The three premium newsletters above were created for investors seeking advice and information to construct winning portfolios. The Motley Fool has other premium subscriptions available that are specialized and, not surprisingly, more expensive. I’m not going to go too deep into the weeds on those. Here’s a list with brief explanations:

  • Cloud Disruptors 2020 – $1999 per year: Stock picks, advice, and information on the projected $3.2 trillion cloud computing market.
  • One Access – $13,999 per year: Unlimited access to all Motle5y Fool services including Tom Gardner’s real money Everlasting Portfolio.
  • Premier Pass – $3999 per year: An access pass to a combination of Motley Fool services, including Stock Advisor, Rule Breakers, Marijuana Masters, Crypto Society, and Options.
  • Market Pass – $1499 per year: Recommendations from Stock Advisor and Rule Breakers, along with Motley Fool research on market trends in AI and biotech. 
  • Options – $999 per year: Billed as “Options University,” this subscription is highlighted by a weekly email providing news, commentary, and updates on options trading.
  • Supernova – $2999 per year: Access to David Gardner’s portfolio models and investment strategies, including historical stock market plays. 
  • Total Income – $1999 per year: Also includes access to Options, this selection outlines high-yield, dividend growth, low risk, options, and bonds strategies.
  • Everlasting Portfolio – $2999 per year: Access to Tom Gardner’s personal model portfolio. Buy and sell guidance from Tom to duplicate his success. 
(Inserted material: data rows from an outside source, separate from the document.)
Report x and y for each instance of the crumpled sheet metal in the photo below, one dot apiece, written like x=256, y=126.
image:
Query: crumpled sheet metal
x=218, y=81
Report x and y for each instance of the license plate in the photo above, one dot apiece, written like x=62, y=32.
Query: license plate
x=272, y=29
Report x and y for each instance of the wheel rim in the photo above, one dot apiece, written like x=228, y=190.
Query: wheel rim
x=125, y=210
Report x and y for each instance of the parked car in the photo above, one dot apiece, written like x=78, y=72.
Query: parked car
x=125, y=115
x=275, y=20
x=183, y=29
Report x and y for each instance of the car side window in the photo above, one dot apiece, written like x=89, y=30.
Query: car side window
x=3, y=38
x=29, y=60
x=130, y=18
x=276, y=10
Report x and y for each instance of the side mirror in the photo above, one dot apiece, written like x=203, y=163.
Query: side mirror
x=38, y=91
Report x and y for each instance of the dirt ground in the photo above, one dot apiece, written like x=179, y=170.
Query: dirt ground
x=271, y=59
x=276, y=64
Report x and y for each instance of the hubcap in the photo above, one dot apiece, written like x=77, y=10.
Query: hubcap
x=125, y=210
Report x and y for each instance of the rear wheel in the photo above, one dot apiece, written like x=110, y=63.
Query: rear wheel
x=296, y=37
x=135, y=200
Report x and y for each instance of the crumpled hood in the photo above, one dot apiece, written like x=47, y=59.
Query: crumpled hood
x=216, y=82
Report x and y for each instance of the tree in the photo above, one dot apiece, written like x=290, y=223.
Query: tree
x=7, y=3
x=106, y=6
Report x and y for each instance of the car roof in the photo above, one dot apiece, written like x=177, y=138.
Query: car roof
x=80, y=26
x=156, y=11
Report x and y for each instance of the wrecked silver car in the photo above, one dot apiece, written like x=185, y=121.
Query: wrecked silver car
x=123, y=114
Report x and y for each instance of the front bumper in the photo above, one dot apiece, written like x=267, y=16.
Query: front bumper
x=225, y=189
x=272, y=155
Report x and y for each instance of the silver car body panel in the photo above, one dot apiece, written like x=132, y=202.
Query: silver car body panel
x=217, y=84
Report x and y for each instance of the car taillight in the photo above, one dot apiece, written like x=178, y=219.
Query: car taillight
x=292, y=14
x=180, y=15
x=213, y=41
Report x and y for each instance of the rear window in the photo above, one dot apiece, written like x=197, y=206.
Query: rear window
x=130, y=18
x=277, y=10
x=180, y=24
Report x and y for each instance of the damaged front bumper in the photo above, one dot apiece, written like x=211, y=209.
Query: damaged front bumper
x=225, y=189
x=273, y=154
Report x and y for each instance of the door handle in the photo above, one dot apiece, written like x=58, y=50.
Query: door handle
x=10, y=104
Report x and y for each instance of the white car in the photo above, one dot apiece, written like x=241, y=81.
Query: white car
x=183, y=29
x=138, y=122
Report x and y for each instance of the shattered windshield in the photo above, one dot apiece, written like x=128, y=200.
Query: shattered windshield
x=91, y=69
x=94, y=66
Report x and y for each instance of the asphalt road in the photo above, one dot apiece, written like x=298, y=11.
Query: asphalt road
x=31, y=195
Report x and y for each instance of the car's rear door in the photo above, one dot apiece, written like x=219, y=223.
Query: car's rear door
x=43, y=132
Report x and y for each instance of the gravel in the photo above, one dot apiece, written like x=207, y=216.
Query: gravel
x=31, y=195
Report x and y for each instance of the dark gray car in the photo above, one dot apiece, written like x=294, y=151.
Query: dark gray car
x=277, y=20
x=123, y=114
The following subscriptions are listed as “Extreme Opportunities” and are each $1999 per year. The titles are self-explanatory, so there’s no need to elaborate. These are also all currently not accepting new members, as of the writing of this review.   

  • Global Partners
  • Marijuana Masters
  • Augmented Reality
  • Artificial Intelligence
  • Future of Entertainment 

Other subscription options include a “Discovery” section that has Warren Buffett portfolio suggestions in a newsletter called Moneymakers, a Rising Stars option for investing in new companies, and access to IPO Trailblazers. You can subscribe to each individually for $1999 per year or spend $4999 per year (titled: Boss Mode) to get access to all of them.

Pros and Cons

There are a lot of positives in subscribing to the Motley Fool. There are also some negatives to consider, particularly if you’re going for one of the higher end packages. 

Pros:

  • Access to comprehensive stock market research
  • Current source for market news and information
  • Free educational resources
  • Experienced company with a thirty-year track record of success
  • Multiple subscription options

Cons:

  • Subscribers become too reliant on recommended stock picks
  • Specialty premium subscriptions are too expensive
  • Research data is available for free elsewhere

Final Thoughts

If you’re going to embark on an investment or trading career, or even do it as a part time source of income, make sure you educate yourself and don’t rely strictly on stock promoters to make you successful. The Motley Fool is a good resource, but they are not infallible. Treat them for what they are, and you’ll reap rewards from subscribing to them.

As for the so-called “specialty” subscriptions, don’t waste your money. Start out with the free platform to learn the basics, then subscribe to Stock Advisor. The $199 per year that will cost you is a worthwhile investment. If you’re a financial advisor, ask your custodian or broker dealer if they offer similar resources. It should be included in your agreement with them.